Time-dependent ROCs were utilized to predict 3-year OS in all patients. The AUC of CONUT + TNM stage (AUC = 0.803, 95%CI: 0.703–0.904, P < 0.01) was higher than SMI + TNM stage (AUC = 0.760, 95%CI: 0.624–0.896, P < 0.01). When predicting the 3-year RFS, the AUC of CONUT + TNM stage (AUC = 0.752, 95%CI: 0.661–0.843, P < 0.01) was slightly lower than SMI + TNM stage (AUC = 0.766, 95%CI: 0.660–0.871, P < 0.01). Spearman correlation analysis was used to evaluate the correlations between the CONUT score and SMI. The CONUT score was negatively correlated with SMI (Figure 4). The relationships indicated that CONUT score could reflect the patient’s SMI to a certain extent and the predictive ability of postoperative prognosis of colorectal cancer is not weaker than SMI.
This study explored the associations between preoperative CONUT score and tumor prognosis among colorectal cancer patients. A pre-operative CONUT ≥ 5 was independently correlated with a 3.92-fold increased risk of poor OS and a 2.99-fold increased risk of poor RFS. By comparison, we found that the predictive power of the CONUT score was more accurate than that of other nutritional indexes. In addition, we observed a parallel relationship between the CONUT score and the patient’s skeletal muscle index, which strongly represents body protein reserve and nutritional state[21]. Therefore, the CONUT score may serve as the optimal PNI to predict the long-term outcome after radical surgery for colorectal cancer.

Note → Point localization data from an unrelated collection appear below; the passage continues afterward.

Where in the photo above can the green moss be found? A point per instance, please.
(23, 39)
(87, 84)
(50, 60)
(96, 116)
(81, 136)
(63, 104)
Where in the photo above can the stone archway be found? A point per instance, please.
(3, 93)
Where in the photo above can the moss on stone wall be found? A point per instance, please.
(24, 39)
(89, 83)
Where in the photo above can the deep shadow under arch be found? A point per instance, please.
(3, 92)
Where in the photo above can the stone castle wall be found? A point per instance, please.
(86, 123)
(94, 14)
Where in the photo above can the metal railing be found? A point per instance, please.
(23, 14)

Many studies have examined nutritional status and tumor prognosis in recent years. Low levels of skeletal muscle mass are often associated with malnutrition[22]. Xiao et al[9] found that preoperative levels of skeletal muscle could predict cancer prognosis. As reported, colorectal cancer patients with a pre-operative diagnosis of sarcopenia had a 1.1–1.2-fold higher incidence of postoperative complications and a 2-fold increased risk of death within 30 d after surgery than those without sarcopenia[6-9]. Nonetheless, skeletal muscle measurement methods are not widely promoted because it is expensive, time and power consuming, carry radiation risks, and have other disadvantages. Therefore, a relatively convenient and safe early prediction indicator is needed. Although Golder et al[23] and Nozoe et al[24] found that mGPS, NLR, and PNI indexes could serve as prediction tools for prognosis in multiple cancers, the predictive power of these indicators remained unsatisfactory. In our study, the accuracy of the CONUT score was higher than that of mGPS, NLR, and PNI and showed satisfactory prediction performance. This objective, safe, simple, and easily accessible tool is more conducive to early and rapid prediction and has clinical application value.

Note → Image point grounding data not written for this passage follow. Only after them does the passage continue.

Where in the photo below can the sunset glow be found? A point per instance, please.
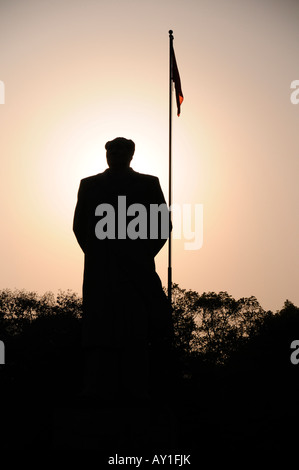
(78, 74)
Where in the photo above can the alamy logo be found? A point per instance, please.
(2, 92)
(2, 353)
(153, 224)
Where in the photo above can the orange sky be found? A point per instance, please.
(79, 73)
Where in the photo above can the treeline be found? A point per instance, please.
(211, 327)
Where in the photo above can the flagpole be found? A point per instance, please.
(170, 166)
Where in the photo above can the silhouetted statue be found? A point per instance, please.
(124, 305)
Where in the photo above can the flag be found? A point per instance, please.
(177, 82)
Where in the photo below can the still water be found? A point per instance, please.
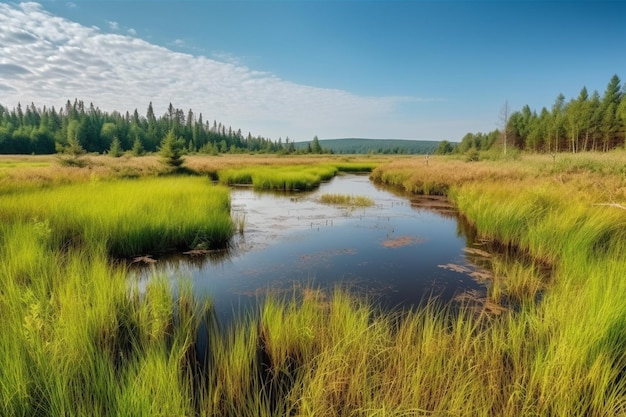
(398, 252)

As a nutritional status score, the effective role of the CONUT score has been clinically proven to evaluate nutrition[14]. The ability of CONUT to predict the prognosis of colon cancer may be related to its three components. First, serum albumin is a biomarker for systemic inflammation. Tumor prognosis is highly correlated with an inflammation state. Excessive inflammatory activation affects the tumor microenvironment[25] and suppresses normal immune reactions[26]. Second, Zhang et al[27], and Zhao et al[28] demonstrated that colon cancer patients with reduced lymphocyte counts had worse prognoses than patients with normal lymphocyte counts. Lymphocytes, as immune cells, can recognize and kill tumor cells through humoral and cellular immunity pathways, thus playing a significant role in inhibiting tumor cell proliferation and metastasis[29]. Third, cholesterol is mainly synthesized in the liver and exists in blood in the form of low-density lipoprotein (LDL). LDL receptor (LDLR) is expressed on the surface of both normal and tumor cells. Through the binding of LDLR to LDL, the serum LDL enters cells through endocytosis[30]. Unlike normal tissues, LDLR does not limit intracellular cholesterol transportation through feedback regulation in cancer cells[31], allowing for unrestricted cholesterol transport into tumor cells to provide energy. Moreover, cancer cells can also use cholesterol metabolites to synthesize substances that promote their growth and development[32,33]. Therefore, low serum cholesterol levels could be the result of an increased risk of cancer, indicating a poor prognosis. In conclusion, the ability of the CONUT score to predict prognosis may be due to its comprehensive reflection of the body's nutritional, inflammatory, and immune status, as well as tumor metabolism.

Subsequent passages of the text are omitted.